2. Description of the Prior Art
The idea of exact stability integration originated during the course of an U.S. Air Force study whose objective was to advance the flight control of aircraft through improved numerical techniques. One of the techniques that was investigated was a predictor-corrector approach that had exact stability for second and fourth order systems.
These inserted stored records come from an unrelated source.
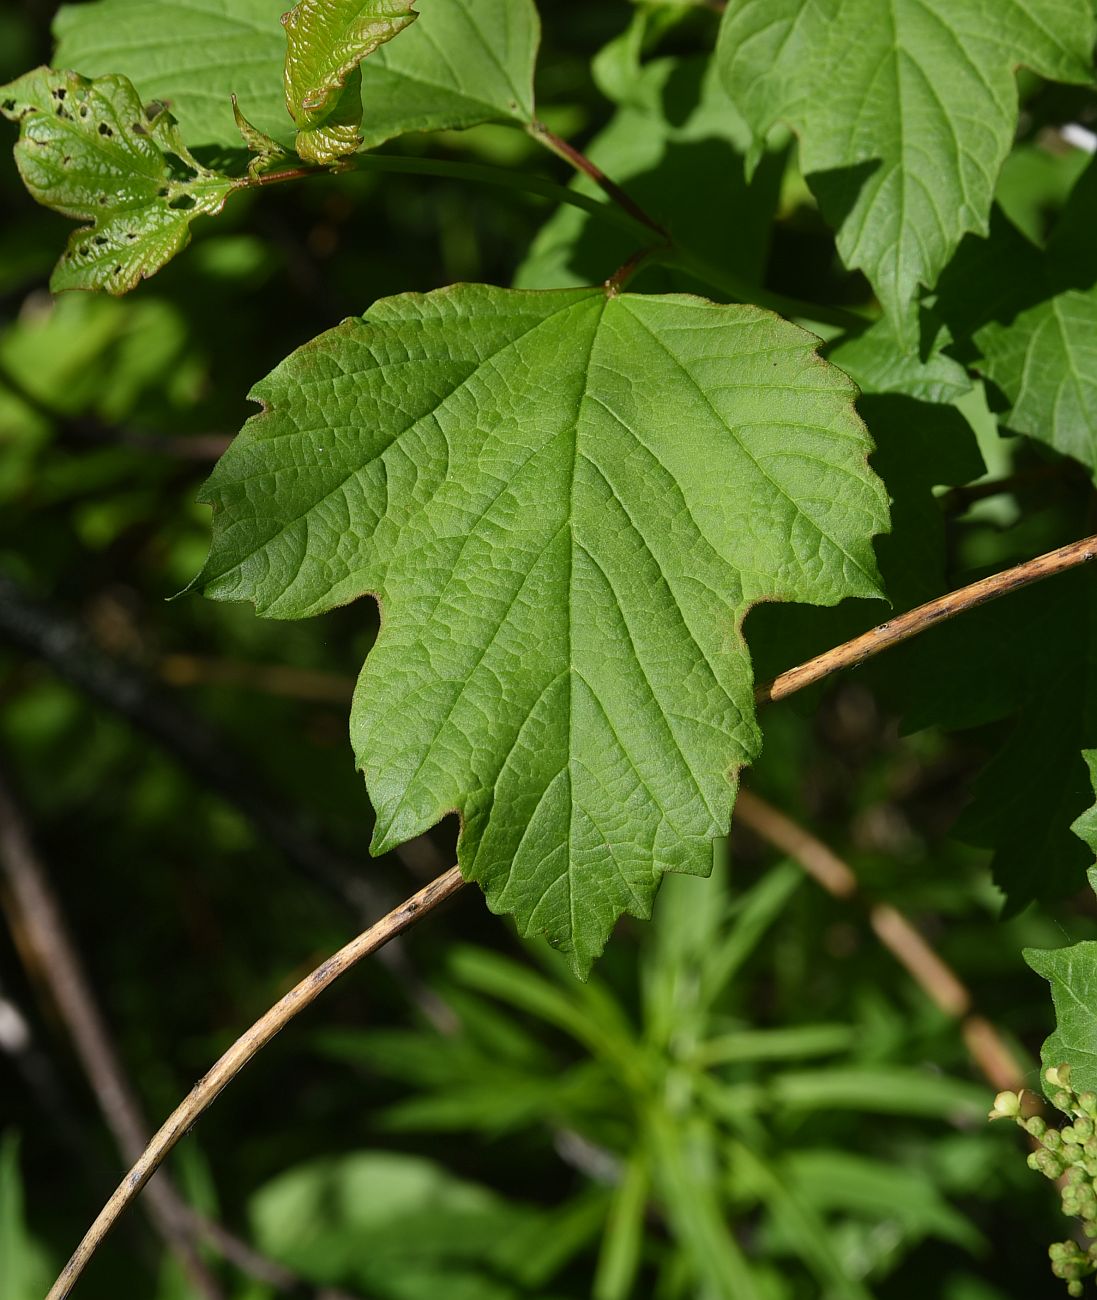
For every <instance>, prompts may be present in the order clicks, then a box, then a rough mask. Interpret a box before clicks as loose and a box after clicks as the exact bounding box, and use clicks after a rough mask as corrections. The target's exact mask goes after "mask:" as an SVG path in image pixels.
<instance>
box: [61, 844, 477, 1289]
mask: <svg viewBox="0 0 1097 1300" xmlns="http://www.w3.org/2000/svg"><path fill="white" fill-rule="evenodd" d="M464 884H465V881H464V878H463V876H461V874H460V870H459V868H458V867H451V868H450V870H448V871H446V872H445V874H443V875H441V876H438V879H437V880H432V881H430V884H429V885H426V887H425V888H424V889H420V891H419V893H416V894H413V896H412V897H411V898H408V900H406V901H404V902H402V904H400V906H399V907H396V909H395V910H394V911H390V913H389V915H387V917H383V918H382V919H381V920H378V922H377V924H376V926H370V928H369V930H367V931H365V932H364V933H361V935H359V936H357V937H356V939H352V940H351V941H350V943H348V944H347V945H346V946H344V948H341V949H339V952H338V953H335V954H334V956H333V957H329V958H328V959H326V961H325V962H322V963H321V965H320V966H317V967H316V970H315V971H312V972H311V974H309V975H305V978H304V979H303V980H302V982H300V983H299V984H296V985H295V987H294V988H291V989H290V992H289V993H286V996H285V997H283V998H281V1000H279V1001H278V1002H276V1004H274V1006H272V1008H270V1010H269V1011H266V1013H265V1015H263V1017H261V1018H260V1019H259V1021H256V1022H255V1024H252V1027H251V1028H250V1030H247V1031H246V1032H244V1034H242V1035H240V1037H239V1039H237V1041H235V1043H234V1044H233V1045H231V1047H230V1048H229V1050H227V1052H226V1053H225V1054H224V1056H222V1057H221V1060H220V1061H218V1062H217V1063H216V1065H214V1066H213V1069H212V1070H211V1071H209V1073H208V1074H205V1075H203V1078H201V1079H199V1082H198V1083H196V1084H195V1086H194V1088H192V1089H191V1092H190V1095H188V1096H187V1097H186V1099H185V1100H183V1101H182V1102H181V1104H179V1105H178V1106H177V1108H175V1109H174V1110H173V1112H172V1114H170V1115H169V1117H168V1119H166V1121H165V1122H164V1125H162V1126H161V1127H160V1128H159V1130H157V1132H156V1135H155V1136H153V1139H152V1141H149V1144H148V1145H147V1147H146V1149H144V1151H143V1152H142V1154H140V1158H139V1160H136V1161H135V1162H134V1166H133V1169H131V1170H130V1171H129V1174H126V1177H125V1178H123V1179H122V1182H121V1184H120V1186H118V1188H117V1191H116V1192H114V1195H113V1196H112V1197H110V1200H109V1201H108V1203H107V1204H105V1205H104V1206H103V1209H101V1210H100V1213H99V1217H97V1218H96V1219H95V1222H94V1223H92V1225H91V1227H90V1229H88V1231H87V1234H86V1236H84V1239H83V1240H82V1242H81V1244H79V1245H78V1247H77V1249H75V1252H74V1253H73V1257H71V1258H70V1260H69V1262H68V1264H66V1265H65V1268H64V1269H62V1270H61V1275H60V1277H58V1278H57V1281H56V1282H55V1283H53V1286H52V1287H51V1288H49V1294H48V1296H47V1297H45V1300H64V1297H65V1296H68V1295H69V1292H70V1291H71V1288H73V1284H74V1283H75V1281H77V1278H78V1277H79V1275H81V1273H82V1271H83V1269H84V1266H86V1265H87V1262H88V1260H90V1258H91V1257H92V1255H94V1253H95V1251H96V1248H97V1247H99V1243H100V1242H101V1240H103V1239H104V1238H105V1236H107V1234H108V1232H109V1231H110V1229H112V1227H113V1225H114V1222H116V1221H117V1218H118V1216H120V1214H121V1213H122V1212H123V1210H125V1209H126V1206H127V1205H129V1204H130V1203H131V1201H133V1200H134V1199H135V1197H136V1195H138V1192H140V1190H142V1188H143V1187H144V1184H146V1183H147V1182H148V1179H149V1178H151V1177H152V1174H153V1173H155V1171H156V1170H157V1169H159V1166H160V1165H161V1162H162V1161H164V1160H165V1157H166V1156H168V1153H169V1152H170V1151H172V1149H173V1148H174V1145H175V1144H177V1143H178V1140H179V1139H181V1138H182V1136H183V1135H185V1134H186V1132H187V1131H188V1130H190V1128H191V1127H192V1126H194V1125H195V1123H196V1122H198V1119H199V1117H200V1115H201V1114H203V1113H204V1112H205V1110H207V1109H208V1108H209V1106H211V1104H212V1102H213V1101H214V1100H216V1099H217V1096H218V1095H220V1092H221V1089H222V1088H225V1087H226V1084H229V1083H230V1082H231V1080H233V1079H235V1076H237V1075H238V1074H239V1073H240V1070H243V1067H244V1066H246V1065H247V1063H248V1061H251V1060H252V1057H253V1056H255V1054H256V1053H257V1052H259V1050H260V1049H261V1048H264V1047H265V1045H266V1044H268V1043H269V1041H270V1040H272V1039H273V1037H274V1035H276V1034H277V1032H278V1031H279V1030H282V1028H285V1026H286V1024H289V1022H290V1021H291V1019H294V1017H295V1015H299V1014H300V1013H302V1011H303V1010H304V1009H305V1008H307V1006H311V1005H312V1004H313V1002H315V1001H316V998H317V997H318V996H320V995H321V993H322V992H324V989H326V988H328V987H329V984H333V983H334V982H335V980H337V979H338V978H339V976H341V975H342V974H343V972H344V971H347V970H350V969H351V967H352V966H354V965H356V963H357V962H360V961H361V958H363V957H368V956H369V954H370V953H374V952H377V949H378V948H382V946H383V945H385V944H387V943H389V941H390V940H391V939H395V936H396V935H400V933H403V932H404V931H406V930H407V928H408V927H409V926H412V924H415V923H416V922H417V920H419V919H420V918H421V917H425V915H426V914H428V913H429V911H433V910H434V909H435V907H437V906H438V905H439V904H441V902H445V901H446V900H447V898H451V897H452V896H454V894H455V893H458V891H459V889H461V888H463V887H464Z"/></svg>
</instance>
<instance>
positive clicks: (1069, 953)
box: [1022, 751, 1097, 1092]
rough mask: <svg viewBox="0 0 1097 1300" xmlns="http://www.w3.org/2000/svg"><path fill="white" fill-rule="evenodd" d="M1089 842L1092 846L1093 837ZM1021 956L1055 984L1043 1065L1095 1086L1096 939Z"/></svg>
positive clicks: (1095, 1028) (1096, 1058)
mask: <svg viewBox="0 0 1097 1300" xmlns="http://www.w3.org/2000/svg"><path fill="white" fill-rule="evenodd" d="M1094 757H1097V751H1089V753H1088V754H1087V755H1085V758H1087V762H1088V763H1089V770H1091V775H1092V774H1093V770H1094V763H1093V759H1094ZM1091 820H1092V818H1091ZM1087 842H1089V844H1091V848H1092V840H1091V839H1089V836H1087ZM1089 885H1091V888H1092V889H1093V891H1094V893H1097V868H1091V871H1089ZM1022 956H1023V957H1024V959H1026V961H1027V962H1028V965H1029V966H1031V967H1032V969H1033V970H1035V971H1036V974H1037V975H1042V976H1044V979H1046V980H1048V982H1049V983H1050V985H1052V1001H1053V1002H1054V1006H1055V1028H1054V1031H1053V1032H1052V1034H1050V1035H1049V1036H1048V1037H1046V1039H1045V1041H1044V1047H1042V1048H1041V1050H1040V1060H1041V1062H1042V1065H1044V1069H1052V1067H1054V1066H1059V1065H1068V1066H1070V1067H1071V1087H1072V1088H1074V1089H1075V1091H1076V1092H1093V1091H1097V941H1094V940H1085V941H1083V943H1080V944H1071V945H1070V946H1068V948H1054V949H1041V948H1026V949H1024V950H1023V953H1022Z"/></svg>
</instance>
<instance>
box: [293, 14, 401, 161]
mask: <svg viewBox="0 0 1097 1300" xmlns="http://www.w3.org/2000/svg"><path fill="white" fill-rule="evenodd" d="M416 17H417V14H416V13H415V10H413V9H412V8H411V0H300V3H299V4H298V5H296V6H295V8H294V9H291V10H290V12H289V13H286V14H283V16H282V26H283V27H285V29H286V66H285V77H283V81H285V88H286V108H287V109H289V110H290V117H292V120H294V121H295V122H296V126H298V138H296V143H295V148H296V151H298V153H299V155H300V156H302V157H303V159H309V160H311V161H315V162H333V161H334V160H335V159H338V157H342V156H343V155H346V153H354V152H355V151H356V149H357V148H359V146H360V144H361V140H363V136H361V133H360V130H359V127H360V126H361V74H360V72H359V64H360V62H361V61H363V59H365V57H367V55H370V53H373V51H374V49H377V48H378V47H380V45H383V44H385V42H386V40H391V39H393V36H395V35H396V34H398V32H400V31H403V30H404V27H407V26H408V23H411V22H413V21H415V19H416Z"/></svg>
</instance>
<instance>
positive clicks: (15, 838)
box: [0, 768, 312, 1296]
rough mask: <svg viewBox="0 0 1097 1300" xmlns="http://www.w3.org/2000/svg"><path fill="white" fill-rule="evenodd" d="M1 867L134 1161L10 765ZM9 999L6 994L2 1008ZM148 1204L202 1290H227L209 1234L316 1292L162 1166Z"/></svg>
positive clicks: (282, 1275) (136, 1128)
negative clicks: (232, 1226)
mask: <svg viewBox="0 0 1097 1300" xmlns="http://www.w3.org/2000/svg"><path fill="white" fill-rule="evenodd" d="M0 870H3V872H4V876H5V879H6V880H8V884H9V891H8V892H6V893H5V894H3V896H0V902H3V904H4V905H5V906H4V910H5V911H9V913H10V914H12V915H10V922H12V930H13V932H17V933H18V935H19V936H21V940H22V943H23V944H25V945H26V946H27V948H29V949H30V953H29V956H32V958H34V974H35V975H36V976H38V978H39V979H40V980H42V982H43V983H44V984H45V987H47V988H48V992H49V996H51V998H52V1001H53V1004H55V1005H56V1008H57V1010H58V1011H60V1014H61V1018H62V1021H64V1022H65V1026H66V1028H68V1031H69V1036H70V1037H71V1040H73V1047H74V1049H75V1053H77V1057H78V1058H79V1062H81V1065H82V1067H83V1071H84V1075H86V1076H87V1080H88V1083H90V1084H91V1089H92V1092H94V1095H95V1100H96V1102H97V1105H99V1109H100V1112H101V1114H103V1118H104V1119H105V1121H107V1127H108V1128H109V1130H110V1134H112V1135H113V1138H114V1143H116V1145H117V1147H118V1152H120V1153H121V1156H122V1160H123V1161H125V1162H126V1164H127V1165H131V1164H133V1162H134V1161H135V1160H138V1158H139V1156H140V1153H142V1151H144V1147H146V1144H147V1143H148V1126H147V1125H146V1121H144V1115H143V1114H142V1106H140V1102H139V1101H138V1099H136V1095H135V1093H134V1089H133V1087H131V1084H130V1080H129V1078H127V1075H126V1071H125V1069H123V1067H122V1062H121V1060H120V1057H118V1052H117V1049H116V1047H114V1043H113V1039H112V1036H110V1031H109V1028H108V1027H107V1022H105V1021H104V1018H103V1013H101V1011H100V1008H99V1004H97V1002H96V1000H95V995H94V993H92V989H91V980H90V979H88V976H87V971H86V970H84V967H83V962H82V961H81V958H79V954H78V952H77V948H75V944H74V943H73V937H71V935H70V933H69V927H68V926H66V923H65V919H64V917H62V914H61V907H60V904H58V901H57V896H56V893H55V891H53V887H52V884H51V883H49V878H48V874H47V871H45V867H44V865H43V863H42V859H40V858H39V857H38V854H36V853H35V852H34V846H32V844H31V840H30V833H29V831H27V827H26V820H25V818H23V815H22V813H21V810H19V807H18V803H17V801H16V797H14V794H13V792H12V788H10V784H9V781H8V779H6V776H5V774H4V771H3V768H0ZM4 1005H5V1004H4V1002H3V1001H0V1008H3V1006H4ZM25 1032H27V1034H29V1031H25ZM23 1050H26V1048H23ZM148 1210H149V1218H151V1219H152V1222H153V1226H155V1227H156V1230H157V1231H159V1232H160V1235H161V1236H162V1238H164V1240H165V1243H166V1244H168V1245H169V1247H170V1248H172V1249H173V1251H175V1252H177V1253H178V1255H179V1257H181V1260H182V1262H183V1265H185V1268H186V1269H187V1271H188V1273H190V1274H191V1279H192V1281H194V1283H195V1286H196V1287H198V1288H199V1290H201V1291H203V1294H205V1295H209V1296H220V1294H221V1292H220V1288H217V1286H216V1282H214V1281H213V1278H212V1275H209V1274H208V1271H207V1270H205V1266H204V1265H203V1262H201V1258H200V1256H198V1253H196V1251H195V1239H196V1238H199V1236H201V1238H205V1239H207V1240H209V1242H211V1243H212V1244H213V1245H216V1247H217V1249H218V1251H220V1253H221V1255H222V1256H225V1258H227V1260H229V1261H230V1262H231V1264H235V1265H237V1268H239V1269H240V1270H242V1271H244V1273H248V1274H250V1275H251V1277H253V1278H256V1279H257V1281H260V1282H265V1283H266V1284H268V1286H273V1287H276V1288H277V1290H279V1291H291V1292H295V1294H300V1295H309V1294H311V1290H312V1288H309V1287H307V1286H304V1284H303V1283H302V1279H300V1278H298V1277H296V1275H295V1274H294V1273H291V1271H290V1270H289V1269H285V1268H282V1265H279V1264H276V1262H274V1261H273V1260H268V1258H266V1257H265V1256H263V1255H260V1253H259V1252H257V1251H255V1249H252V1247H250V1245H248V1244H247V1243H246V1242H242V1240H240V1239H239V1238H237V1236H235V1235H234V1234H233V1232H230V1231H229V1230H227V1229H225V1227H224V1226H222V1225H220V1223H216V1222H213V1221H211V1219H207V1218H205V1216H203V1214H199V1213H198V1212H195V1210H194V1209H191V1206H190V1205H187V1203H186V1201H185V1200H183V1199H182V1196H179V1193H178V1191H177V1190H175V1187H174V1184H173V1183H172V1182H170V1180H169V1177H168V1173H166V1171H161V1173H160V1174H159V1175H157V1177H156V1178H155V1179H153V1180H152V1182H151V1183H149V1187H148ZM195 1262H198V1265H199V1271H195ZM208 1283H212V1286H209V1284H208Z"/></svg>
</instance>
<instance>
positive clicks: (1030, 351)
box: [976, 291, 1097, 471]
mask: <svg viewBox="0 0 1097 1300" xmlns="http://www.w3.org/2000/svg"><path fill="white" fill-rule="evenodd" d="M976 343H977V346H979V347H980V350H981V352H983V367H981V369H983V370H984V373H985V374H987V377H988V378H989V380H990V381H992V383H994V385H997V386H998V389H1001V391H1002V393H1003V394H1005V396H1006V398H1007V399H1009V402H1010V404H1011V409H1010V413H1009V417H1007V421H1006V422H1007V424H1009V426H1010V428H1011V429H1014V430H1016V433H1027V434H1029V435H1032V437H1035V438H1040V439H1041V441H1042V442H1049V443H1050V445H1052V446H1053V447H1055V448H1057V450H1058V451H1063V452H1066V454H1067V455H1068V456H1074V458H1075V459H1078V460H1080V461H1081V463H1083V464H1085V465H1088V467H1089V468H1091V469H1093V471H1097V292H1088V294H1080V292H1074V291H1068V292H1065V294H1057V295H1055V296H1054V298H1050V299H1049V300H1048V302H1044V303H1040V304H1039V305H1037V307H1032V308H1029V309H1028V311H1027V312H1022V313H1020V315H1019V316H1018V317H1016V318H1015V320H1013V321H1011V322H1010V324H1009V325H998V324H994V325H988V326H987V329H984V330H980V333H979V334H977V335H976Z"/></svg>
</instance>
Mathematical literature describes integration algorithm in terms of order, i.e. first order, second order, - - - up to any order of which the computer is capable. However, integration at higher orders designs a system that is always stable and completely controllable with a deadbeat response. According to Warwick and Tham, the dead-beat response provides the required robustness of the system by causing the response of the estimation error to reach equilibrium in minimum time. Warwick, Kevin and Tham, Ming T., "Failsafe Control Systems," Chapman and Hall, New York, 1991, p. 126,127.
The intrinsic robustness of a dead-beat response is achieveable with an exact stability system (as opposed to an absolute stability system) inasmuch as the observer is strongly decoupled from unwanted disturbances and moderately decoupled from faults resulting in a network with a dead-beat response having the desired stability, robustness and controllability response desired which can be easily obtained when exact stability is used as a design tool and using the technique of process control. According to Kalman, exact stability provides complete control if there exists a sampled-data controller which has a dead-beat response. Kalman, R. E., "On the General Theory of Control Systems", First International Federation Automatic Control, Moscow, Butterworths, Vol. 1, pp 481-492 (1961).
Representative of the prior patent art directed to proportional integration system in combination with a dead-beat system is U.S. Pat. No. 4,979,940 (Bobo, Jr. et al.). The patent discloses an infusion system, methodology, and algorithm for identifying patient-induced pressure artifacts.
Representative of the prior patent art directed to network with order integration and controlling algorithm are U.S. Pat. No. 5,148,514 (Arima et al.), U.S. Pat. No. 5,224,203 (Skeirik), U.S. Pat. No. 5,282,261 (Skeirik), and U.S. Pat. No. 5,293,457 (Arima et al.). Arima et al. discloses neural network integrated circuit device having self-organizing function. Skeirik discloses on-line process control neural network using data pointers, and neural network process measurement and control.
Representative of the prior patent art directed to high order information processing for a network that has a controlling algorithm and order integration is U.S. Pat. No. 5,513,923 (Matsuba et al.). The patent discloses high order information processing method by means of a neural network and minimum and maximum searching method therefor.
Representative of the prior patent art of general interest are U.S. Pat. No. 5,197,114 (Skeirik) directed to computer neural network regulatory process control system and method; U.S. Pat. No. 5,629,845 (Liniger) directed to parallel computation of the response of a physical system; and U.S. Pat. No. 5,634,004 (Gopinath et al.) directed to directly programmable distribution element.
While many of the neural network systems with order integration and controlling algorithm disclosed in the prior art generally have achieved the objectives for which they were designed, none disclose a neural network system which embodies an algorithm with integration orders as high as desired for optimization problems. Consequently, the need still exists for a neural network system exact stability algorithm, with the value of integration orders restricted by computer memory capacity, that always has dead-beat control with minimal extraneous errors added to the system.